(Image: Private Media)

The following is an extract from Bernard Keane’s new book Lies and Falsehoods: The Morrison Government and the New Culture of Deceit.

One striking aspect of the emergence of blatant political liars in their respective countries is that their lies haven’t undermined their rise. In fact, as we’ve seen with Trump, lies may have helped his rise by binding his base more tightly to him.

Similarly, even when a leader like [Boris] Johnson or [Scott] Morrison clearly and demonstrably lies, it creates barely any impact within the electorate and none among their supporters. Yet these are people who would also insist they value truth and truth-telling, that public policy should be based on evidence, that they fiercely resent being misled by politicians.

A key reason for the success of political lies is growing partisanship and polarisation. There’s a direct link between lying and greater polarisation: the more strongly people identify with a particular party, or cause, or identity, the more likely they are to reject information that doesn’t fit with the preferred narratives associated with those parties, causes or identities.

Rather than consider information objectively, they engage in what’s called motivated reasoning, which selects favourable information, accepts favourable misinformation as true, and rejects unfavourable information. They are also more likely to accept statements that enforce a distinction between their own morally correct group and the morally objectionable out-group to whom they are opposed.

That is one of the keys to Trump’s rhetoric: statements that bind him to his supporters, statements that distinguish them from out-groups. Alternatively, supporters may understand perfectly well that their leader is lying and simply not care — or they may even believe it’s a good thing.

There is a name for this phenomenon: “blue lies”. Derived from the US (inevitably), it refers to police being willing to lie for one another to convict criminals or protect the force. People more readily accept lies when they are directed at out-groups. If you regard the out-group as an enemy, then lying is an acceptable tactic to use against them, just as no one baulks at the use of deception and lies in wartime.

A more nuanced version of “blue lies” was advanced by Australian academic Stephan Lewandowsky, one of the foremost authorities on responses to information and disinformation, in a 2019 piece for The Conversation: the willingness of people who feel excluded or marginalised from political systems to tolerate, or even support, lies told against the “elites” who marginalise them.

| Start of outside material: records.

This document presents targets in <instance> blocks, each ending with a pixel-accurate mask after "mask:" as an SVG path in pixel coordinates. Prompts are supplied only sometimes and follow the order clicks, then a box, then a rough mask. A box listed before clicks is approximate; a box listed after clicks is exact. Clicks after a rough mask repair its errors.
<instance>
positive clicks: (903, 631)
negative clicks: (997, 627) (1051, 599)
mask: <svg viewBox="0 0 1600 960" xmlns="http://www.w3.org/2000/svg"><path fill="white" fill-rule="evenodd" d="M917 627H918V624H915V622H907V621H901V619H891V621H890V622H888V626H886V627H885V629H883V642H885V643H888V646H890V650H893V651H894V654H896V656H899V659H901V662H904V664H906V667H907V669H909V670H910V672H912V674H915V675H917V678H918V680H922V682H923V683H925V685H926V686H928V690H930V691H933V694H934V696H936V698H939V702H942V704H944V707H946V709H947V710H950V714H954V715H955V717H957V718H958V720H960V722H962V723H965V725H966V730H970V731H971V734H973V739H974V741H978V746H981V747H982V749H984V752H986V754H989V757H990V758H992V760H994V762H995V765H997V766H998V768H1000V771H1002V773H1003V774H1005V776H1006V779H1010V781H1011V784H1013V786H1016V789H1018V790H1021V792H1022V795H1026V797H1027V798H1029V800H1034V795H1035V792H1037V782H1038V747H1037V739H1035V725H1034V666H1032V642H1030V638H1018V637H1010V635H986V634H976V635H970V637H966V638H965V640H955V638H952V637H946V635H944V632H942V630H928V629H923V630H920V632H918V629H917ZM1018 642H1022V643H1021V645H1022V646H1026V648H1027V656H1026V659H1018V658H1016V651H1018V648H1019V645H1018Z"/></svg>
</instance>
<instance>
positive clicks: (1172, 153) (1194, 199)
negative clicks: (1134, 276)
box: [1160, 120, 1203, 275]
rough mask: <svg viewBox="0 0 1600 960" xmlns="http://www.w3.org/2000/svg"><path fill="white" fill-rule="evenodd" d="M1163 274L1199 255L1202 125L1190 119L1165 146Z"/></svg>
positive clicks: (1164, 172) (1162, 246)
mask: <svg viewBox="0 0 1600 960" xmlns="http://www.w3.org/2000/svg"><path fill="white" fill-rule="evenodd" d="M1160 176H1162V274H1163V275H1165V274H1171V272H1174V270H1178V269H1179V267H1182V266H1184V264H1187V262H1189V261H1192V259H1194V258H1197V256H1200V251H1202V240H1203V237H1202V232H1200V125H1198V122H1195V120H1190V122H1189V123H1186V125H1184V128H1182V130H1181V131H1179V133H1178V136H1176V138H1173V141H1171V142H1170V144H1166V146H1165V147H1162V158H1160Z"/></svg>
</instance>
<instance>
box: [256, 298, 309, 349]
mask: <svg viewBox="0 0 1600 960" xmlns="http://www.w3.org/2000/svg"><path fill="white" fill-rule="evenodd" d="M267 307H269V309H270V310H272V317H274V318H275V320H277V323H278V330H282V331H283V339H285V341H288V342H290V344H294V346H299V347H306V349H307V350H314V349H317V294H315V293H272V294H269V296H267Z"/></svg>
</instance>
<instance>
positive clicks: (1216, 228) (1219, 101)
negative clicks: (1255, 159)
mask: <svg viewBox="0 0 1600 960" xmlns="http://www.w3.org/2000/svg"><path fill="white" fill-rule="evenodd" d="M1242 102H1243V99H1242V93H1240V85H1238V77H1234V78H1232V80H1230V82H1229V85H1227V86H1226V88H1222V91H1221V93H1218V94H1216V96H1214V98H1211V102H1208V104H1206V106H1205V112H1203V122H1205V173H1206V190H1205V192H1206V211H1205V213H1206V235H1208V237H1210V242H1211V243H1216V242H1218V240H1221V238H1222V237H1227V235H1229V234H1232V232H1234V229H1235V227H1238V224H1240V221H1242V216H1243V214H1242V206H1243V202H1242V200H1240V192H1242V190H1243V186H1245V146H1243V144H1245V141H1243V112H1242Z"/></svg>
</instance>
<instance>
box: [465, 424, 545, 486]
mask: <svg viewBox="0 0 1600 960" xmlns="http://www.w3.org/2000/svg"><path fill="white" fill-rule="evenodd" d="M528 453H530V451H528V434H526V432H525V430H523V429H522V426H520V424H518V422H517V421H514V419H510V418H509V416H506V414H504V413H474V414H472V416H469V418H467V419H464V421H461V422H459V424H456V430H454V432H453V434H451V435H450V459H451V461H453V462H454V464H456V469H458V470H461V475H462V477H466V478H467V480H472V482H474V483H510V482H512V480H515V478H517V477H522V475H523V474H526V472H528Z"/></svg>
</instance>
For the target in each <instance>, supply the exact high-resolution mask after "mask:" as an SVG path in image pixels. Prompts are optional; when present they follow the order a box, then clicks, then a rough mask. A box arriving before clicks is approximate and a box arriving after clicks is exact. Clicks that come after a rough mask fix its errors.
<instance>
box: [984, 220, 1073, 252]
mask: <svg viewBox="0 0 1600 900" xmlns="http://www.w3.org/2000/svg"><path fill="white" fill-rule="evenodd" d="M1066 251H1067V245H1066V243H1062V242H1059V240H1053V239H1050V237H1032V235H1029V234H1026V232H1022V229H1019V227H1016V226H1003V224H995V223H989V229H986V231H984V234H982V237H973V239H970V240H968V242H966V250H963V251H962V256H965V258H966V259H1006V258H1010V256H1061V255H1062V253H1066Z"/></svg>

These variations on the theme of polarisation provide us with an important tool in understanding why lying is tolerated and even liked by certain groups.

If such polarisation creates more liar-friendly conditions in politics, what has driven us further apart? While polarisation is much written about, solid work on its causes is quite rare and often confuses why with how or blames social media/ echo chambers without evidence. But there is substantial peer-reviewed evidence that finds one recurring factor associated with polarisation in the US and Europe: economic inequality and hardship. This is what encourages people to engage with people like themselves, economically and socially, whom they are more likely to trust and be trusted by.

And they engage less with groups unlike themselves, who may be perceived as a greater risk or threat — automatically creating or reinforcing in-groups and out-groups This kind of in-group identification is consolidated when the status of the group is perceived to be threatened — for example, by immigration, refugee arrivals or foreign competition. The threat may not merely be economic, but cultural and social in areas like anti-discrimination laws or growing female workforce participation that undermine the privileged position of groups such as white males.

Another version of this theory, advanced over several works by Polish social theorist Zygmunt Bauman, sees neoliberalism and globalisation as a transition from a “solid” society, in which individual freedom was constrained by economic security and the removal of uncertainties, to a “liquid” society, in which security was traded off for individual freedom, introducing more uncertainty, greater risk, constant change and much more economic insecurity.

Wage stagnation has been a characteristic of most developed economies over the last decade: average wage growth at the end of 2017 in the OECD was half of what it was in 2007. Moreover, low-income wages in most countries have stagnated to a greater degree than high-income wages. Greater hostility towards immigration is also linked to wage stagnation and perceptions of broader economic stagnation. The result is a greater adherence to local identities and non-economic forms of certainty, and perhaps even more slipperiness around meaning and facts.